Linux-mm Archive on lore.kernel.org
 help / color / mirror / Atom feed
* [RFC PATCH 0/3] mm: drop redundant lru_add_drain in anon folio reuse paths
@ 2026-06-11 10:51 Barry Song (Xiaomi)
  2026-06-11 10:51 ` [RFC PATCH 1/3] mm: avoid unnecessary lru drain for wp_can_reuse_anon_folio() Barry Song (Xiaomi)
                   ` (2 more replies)
  0 siblings, 3 replies; 8+ messages in thread
From: Barry Song (Xiaomi) @ 2026-06-11 10:51 UTC (permalink / raw)
  To: akpm, linux-mm
  Cc: linux-kernel, david, ljs, liam, vbabka, rppt, surenb, mhocko,
	chrisl, kasong, shikemeng, nphamcs, baoquan.he, youngjun.park,
	jp.kobryn, usama.arif, shakeel.butt, Barry Song (Xiaomi)
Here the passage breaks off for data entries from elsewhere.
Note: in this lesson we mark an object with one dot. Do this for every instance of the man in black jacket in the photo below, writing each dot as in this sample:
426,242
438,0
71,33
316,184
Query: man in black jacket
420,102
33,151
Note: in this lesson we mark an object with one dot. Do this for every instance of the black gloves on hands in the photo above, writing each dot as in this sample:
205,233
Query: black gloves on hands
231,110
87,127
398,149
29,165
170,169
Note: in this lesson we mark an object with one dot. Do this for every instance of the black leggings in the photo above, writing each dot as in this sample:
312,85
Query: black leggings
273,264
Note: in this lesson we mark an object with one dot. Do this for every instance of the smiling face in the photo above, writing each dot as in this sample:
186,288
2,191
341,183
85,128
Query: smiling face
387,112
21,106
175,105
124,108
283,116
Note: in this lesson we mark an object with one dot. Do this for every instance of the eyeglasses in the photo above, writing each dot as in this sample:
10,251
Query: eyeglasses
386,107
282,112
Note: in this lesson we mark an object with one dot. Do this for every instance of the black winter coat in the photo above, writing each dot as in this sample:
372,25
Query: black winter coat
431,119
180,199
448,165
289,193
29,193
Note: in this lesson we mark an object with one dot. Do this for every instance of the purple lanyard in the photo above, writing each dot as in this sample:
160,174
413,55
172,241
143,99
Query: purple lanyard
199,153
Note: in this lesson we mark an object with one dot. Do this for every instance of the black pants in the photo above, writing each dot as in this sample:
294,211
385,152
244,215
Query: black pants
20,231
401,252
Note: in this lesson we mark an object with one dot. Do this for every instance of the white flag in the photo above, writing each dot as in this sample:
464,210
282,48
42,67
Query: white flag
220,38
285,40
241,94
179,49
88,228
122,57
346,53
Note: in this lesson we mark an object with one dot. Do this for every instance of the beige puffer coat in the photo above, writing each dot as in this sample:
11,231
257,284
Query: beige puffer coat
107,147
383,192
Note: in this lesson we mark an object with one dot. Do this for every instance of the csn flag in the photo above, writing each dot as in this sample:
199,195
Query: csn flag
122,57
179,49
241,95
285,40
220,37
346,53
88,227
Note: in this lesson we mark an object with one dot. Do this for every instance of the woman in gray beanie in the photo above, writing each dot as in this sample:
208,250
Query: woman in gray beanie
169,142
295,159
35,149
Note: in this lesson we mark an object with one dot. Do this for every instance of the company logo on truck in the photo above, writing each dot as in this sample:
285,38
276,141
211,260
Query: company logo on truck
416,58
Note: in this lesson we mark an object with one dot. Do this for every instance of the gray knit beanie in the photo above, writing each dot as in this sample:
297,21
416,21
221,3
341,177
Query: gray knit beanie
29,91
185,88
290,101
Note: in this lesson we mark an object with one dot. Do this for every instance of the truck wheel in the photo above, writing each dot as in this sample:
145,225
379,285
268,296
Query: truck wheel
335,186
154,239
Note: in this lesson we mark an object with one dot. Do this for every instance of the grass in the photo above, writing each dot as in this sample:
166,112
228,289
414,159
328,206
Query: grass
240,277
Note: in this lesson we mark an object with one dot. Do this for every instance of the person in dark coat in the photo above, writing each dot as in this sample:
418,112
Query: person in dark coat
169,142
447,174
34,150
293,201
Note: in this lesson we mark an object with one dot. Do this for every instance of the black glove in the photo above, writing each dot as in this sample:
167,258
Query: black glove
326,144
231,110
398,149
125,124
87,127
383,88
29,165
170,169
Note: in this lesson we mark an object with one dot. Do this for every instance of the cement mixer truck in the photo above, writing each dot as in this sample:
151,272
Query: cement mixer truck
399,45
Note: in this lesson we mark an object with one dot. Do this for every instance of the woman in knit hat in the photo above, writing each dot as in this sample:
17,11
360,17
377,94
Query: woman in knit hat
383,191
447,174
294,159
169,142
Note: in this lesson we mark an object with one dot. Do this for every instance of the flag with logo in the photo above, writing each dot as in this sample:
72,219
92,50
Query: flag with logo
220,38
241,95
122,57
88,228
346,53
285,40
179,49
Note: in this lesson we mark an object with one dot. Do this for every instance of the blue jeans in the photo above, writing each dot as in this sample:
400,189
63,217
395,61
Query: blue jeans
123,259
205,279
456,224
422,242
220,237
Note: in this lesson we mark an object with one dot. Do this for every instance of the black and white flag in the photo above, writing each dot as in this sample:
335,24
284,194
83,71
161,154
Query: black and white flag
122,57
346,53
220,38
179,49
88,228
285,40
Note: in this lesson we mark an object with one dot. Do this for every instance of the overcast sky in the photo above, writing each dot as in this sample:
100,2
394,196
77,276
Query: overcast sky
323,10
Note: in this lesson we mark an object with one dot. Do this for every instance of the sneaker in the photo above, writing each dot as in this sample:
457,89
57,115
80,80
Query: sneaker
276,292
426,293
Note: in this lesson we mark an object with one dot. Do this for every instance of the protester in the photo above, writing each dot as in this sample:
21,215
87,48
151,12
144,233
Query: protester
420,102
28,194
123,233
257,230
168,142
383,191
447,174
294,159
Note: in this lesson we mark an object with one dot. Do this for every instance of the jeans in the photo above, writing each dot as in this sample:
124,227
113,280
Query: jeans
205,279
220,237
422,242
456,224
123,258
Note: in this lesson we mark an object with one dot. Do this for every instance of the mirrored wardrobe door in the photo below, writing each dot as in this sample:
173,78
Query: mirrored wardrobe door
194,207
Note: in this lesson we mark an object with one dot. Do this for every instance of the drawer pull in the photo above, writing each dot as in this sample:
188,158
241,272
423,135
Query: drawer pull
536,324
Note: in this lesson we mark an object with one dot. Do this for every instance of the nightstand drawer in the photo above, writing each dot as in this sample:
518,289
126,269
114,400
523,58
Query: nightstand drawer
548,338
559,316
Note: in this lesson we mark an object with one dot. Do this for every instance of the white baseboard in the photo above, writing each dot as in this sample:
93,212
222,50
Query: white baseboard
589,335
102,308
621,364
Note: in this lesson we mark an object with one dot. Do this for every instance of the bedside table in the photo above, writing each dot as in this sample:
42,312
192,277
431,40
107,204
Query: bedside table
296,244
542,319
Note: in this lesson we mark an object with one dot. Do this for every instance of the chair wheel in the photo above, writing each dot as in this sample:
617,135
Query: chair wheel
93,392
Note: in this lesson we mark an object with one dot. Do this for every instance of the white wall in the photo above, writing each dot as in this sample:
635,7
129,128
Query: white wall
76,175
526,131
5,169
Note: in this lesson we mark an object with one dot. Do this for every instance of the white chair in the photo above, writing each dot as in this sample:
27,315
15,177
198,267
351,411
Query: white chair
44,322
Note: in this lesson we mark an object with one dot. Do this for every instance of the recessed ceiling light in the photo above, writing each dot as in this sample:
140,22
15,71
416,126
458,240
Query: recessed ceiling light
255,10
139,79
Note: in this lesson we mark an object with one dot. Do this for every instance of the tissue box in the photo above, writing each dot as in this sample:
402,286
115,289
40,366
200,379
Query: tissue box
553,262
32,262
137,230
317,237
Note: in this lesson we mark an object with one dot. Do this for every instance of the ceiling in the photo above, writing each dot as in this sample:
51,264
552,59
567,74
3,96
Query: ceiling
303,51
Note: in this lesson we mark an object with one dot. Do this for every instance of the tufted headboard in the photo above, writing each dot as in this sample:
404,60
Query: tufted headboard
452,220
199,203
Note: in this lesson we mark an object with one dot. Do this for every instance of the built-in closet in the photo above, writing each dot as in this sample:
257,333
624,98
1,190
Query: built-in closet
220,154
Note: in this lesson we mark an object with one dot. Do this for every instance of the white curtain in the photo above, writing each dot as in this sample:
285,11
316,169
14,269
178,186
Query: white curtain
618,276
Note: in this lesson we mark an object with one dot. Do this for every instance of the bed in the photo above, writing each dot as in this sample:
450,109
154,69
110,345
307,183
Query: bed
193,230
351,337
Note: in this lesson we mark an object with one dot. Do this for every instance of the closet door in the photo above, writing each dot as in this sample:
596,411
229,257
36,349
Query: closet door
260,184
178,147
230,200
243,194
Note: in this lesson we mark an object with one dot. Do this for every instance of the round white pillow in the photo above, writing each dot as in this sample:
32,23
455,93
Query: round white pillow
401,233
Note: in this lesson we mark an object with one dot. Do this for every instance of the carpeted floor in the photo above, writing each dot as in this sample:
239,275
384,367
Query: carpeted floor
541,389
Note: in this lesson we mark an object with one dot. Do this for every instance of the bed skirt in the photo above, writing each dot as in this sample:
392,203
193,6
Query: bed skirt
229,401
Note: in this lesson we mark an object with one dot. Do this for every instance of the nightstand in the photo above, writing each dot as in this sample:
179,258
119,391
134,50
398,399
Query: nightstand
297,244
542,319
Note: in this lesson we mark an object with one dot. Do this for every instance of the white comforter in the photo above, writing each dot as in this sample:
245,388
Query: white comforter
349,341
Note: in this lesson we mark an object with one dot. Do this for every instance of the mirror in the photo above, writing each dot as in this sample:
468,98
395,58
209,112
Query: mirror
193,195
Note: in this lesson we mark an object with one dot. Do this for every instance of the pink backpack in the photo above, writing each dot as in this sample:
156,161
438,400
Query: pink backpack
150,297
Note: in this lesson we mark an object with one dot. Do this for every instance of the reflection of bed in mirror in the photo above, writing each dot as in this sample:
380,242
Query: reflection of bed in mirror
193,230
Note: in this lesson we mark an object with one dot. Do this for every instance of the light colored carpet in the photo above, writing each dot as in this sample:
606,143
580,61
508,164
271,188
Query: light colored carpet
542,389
We are doing a large number of redundant lru_add_drain() calls in
both wp_can_reuse_anon_folio() and do_swap_page(), leading to LRU
lock contention and unnecessary overhead.

In wp_can_reuse_anon_folio(), we can check the refcount against the
lru_cache before deciding to drain. In do_swap_page(), the drain is
now entirely redundant after Kairui's work to route SYNC I/O through
the swapcache in the same way as ASYNC I/O.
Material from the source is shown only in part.